Quelles punitions sont réellement appliquées ?
"Je punis peu, la punition étant quelque part un échec. Néanmoins, elle est nécessaire, parfois. Alors je n'ai aucun scrupule à la donner. Cela peut être de bêtes lignes à copier, une partie de la récré passée avec moi à s'expliquer, un mot d'excuse à rédiger...", confie Lucien Marbœuf, professeur des écoles et auteur du blog L'instit'humeurs sur francetv info.
"Je donne rarement des lignes à copier. Dès que possible, je donne une punition qui a à voir avec la bêtise. Par exemple, je demande de l'expliquer par écrit. Ou si un élève lance un papier, il doit ramasser tous ceux qui traînent dans la classe", relate une institutrice qui enseigne dans la Drôme, contactée par francetv info. "Dans mon école, la plupart des problèmes sont liés à un conflit entre élèves. Dans ce cas, ils passent une bonne partie de la récré près de nous et ils n'ont pas le droit d'aller jouer. Si le problème est plus grave, j'écris un mot aux parents", précise-t-elle.

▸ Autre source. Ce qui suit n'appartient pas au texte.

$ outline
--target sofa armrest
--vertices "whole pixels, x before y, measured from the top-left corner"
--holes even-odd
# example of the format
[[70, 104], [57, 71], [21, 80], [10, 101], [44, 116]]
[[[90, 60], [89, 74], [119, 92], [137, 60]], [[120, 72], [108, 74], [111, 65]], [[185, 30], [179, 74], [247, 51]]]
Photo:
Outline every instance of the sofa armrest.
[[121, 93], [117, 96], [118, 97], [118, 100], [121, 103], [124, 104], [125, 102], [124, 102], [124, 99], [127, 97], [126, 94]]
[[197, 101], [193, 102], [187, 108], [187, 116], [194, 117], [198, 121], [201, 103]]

"La punition doit être exceptionnelle et sa gestion doit concerner peu d'élèves, être rapide et discrète. C'est souvent en perdant du temps pour contrôler les punitions des uns que les autres se dissipent", estime Vincent Breton. Il n'est pas favorable à la punition collective, "l'idéal pour souder une classe contre l'adulte", selon lui. En revanche, il prône la valorisation de l'élève, pour l'encourager.
Quelles punitions sont vraiment efficaces ?
"Penser à valoriser la réussite et les progrès, même infimes, plutôt que se focaliser sur les faux pas" : c'est aussi l'avis de Nathalie Anton. "Il faut penser enfin à différer les punitions données, pour ne pas le faire sous le coup de la colère", ajoute-t-elle. Pour appliquer ces conseils, elle suggère les solutions suivantes : "Pour une leçon non sue, on peut proposer à l'élève un soutien individualisé afin de lui donner plus de temps pour l'apprendre ; un cahier mal tenu : lui demander de le recopier proprement pour qu'il apprenne mieux son cours en l'aidant à bien calligraphier ; un comportement violent à l'égard des camarades : isoler momentanément l'enfant du groupe pour qu'il se calme, puis discuter avec lui de son attitude..."
Psychologue clinicienne, spécialiste des enfants et des adolescents, Geneviève Henry, interrogée par francetv info, estime qu'il faut faire la distinction entre l'acte et la personne. "On peut dire à un enfant : 'ce que tu as fait n'est pas bien, mais tu n'es pas méchant'." Elle recommande aussi de prendre du temps pour dialoguer avec l'enfant, plutôt que de lui demander de copier des lignes ou de l'exclure d'une salle de cours, car cela n'a "aucun effet".
"Comme cette fillette 'dissipée' dans la Manche, certains élèves ne sont pas disponibles. Cela ne signifie pas qu'ils ne sont pas motivés, mais qu'ils rencontrent des difficultés dans leur développement, plus ou moins importantes", explique Geneviève Henry. Selon elle, "humilier un élève, comme cet enseignant l'a fait, n'incitera pas un enfant à obéir. En plus de cela, l'humiliation laissera des empreintes psychologiques et aura des répercussions sur l'image qu'il a de lui-même".